Module 13: Texts¶
We'll use spaCy and wordcloud to play with text data. spaCy is probably the best python package for analyzing text data. It's capable and super fast. Let's install them.
pip install wordcloud spacy
To use spaCy, you also need to download models. Run:
python -m spacy download en
SpaCy basics¶
import spacy
import wordcloud
nlp = spacy.load('en_core_web_sm')
Usually the first step of text analysis is tokenization, which is the process of breaking a document into "tokens". You can roughly think of it as extracting each word.
doc = nlp(u'Apple is looking at buying U.K. startup for $1 billion')
for token in doc:
print(token)
Apple is looking at buying U.K. startup for $ 1 billion
As you can see, it's not exactly same as doc.split(). You'd want to have $ as a separate token because it has a particular meaning (USD). Actually, as shown in an example (https://spacy.io/usage/spacy-101#annotations-pos-deps), spaCy figures out a lot of things about these tokens. For instance,
for token in doc:
print(token.text, token.lemma_, token.pos_, token.tag_)

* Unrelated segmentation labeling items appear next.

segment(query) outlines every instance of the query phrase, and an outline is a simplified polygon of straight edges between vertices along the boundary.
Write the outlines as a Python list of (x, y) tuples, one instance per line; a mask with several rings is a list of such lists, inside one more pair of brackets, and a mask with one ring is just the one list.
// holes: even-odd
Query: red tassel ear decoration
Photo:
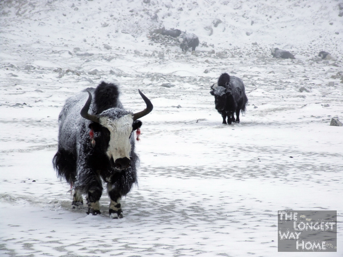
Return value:
[(94, 131), (93, 129), (92, 128), (91, 131), (89, 132), (89, 136), (91, 138), (91, 142), (92, 143), (92, 145), (94, 147), (95, 145), (95, 140), (94, 139)]
[(141, 130), (139, 129), (139, 127), (137, 129), (137, 130), (136, 131), (136, 140), (137, 141), (139, 141), (141, 139), (139, 139), (139, 136), (141, 135)]

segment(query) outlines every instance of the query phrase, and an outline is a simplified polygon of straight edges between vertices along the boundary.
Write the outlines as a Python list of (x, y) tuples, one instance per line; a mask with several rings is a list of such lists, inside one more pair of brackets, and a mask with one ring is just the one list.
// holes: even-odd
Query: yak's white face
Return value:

Apple apple PROPN NNP is be VERB VBZ looking look VERB VBG at at ADP IN buying buy VERB VBG U.K. u.k. PROPN NNP startup startup NOUN NN for for ADP IN $ $ SYM $ 1 1 NUM CD billion billion NUM CD
It figured it out that Apple is a proper noun ("PROPN" and "NNP"; see here for the part of speech tags).
spaCy has a visualizer too.
from spacy import displacy
displacy.render(doc, style='dep', jupyter=True, options={'distance': 100})
It even recognizes entities and can visualize them.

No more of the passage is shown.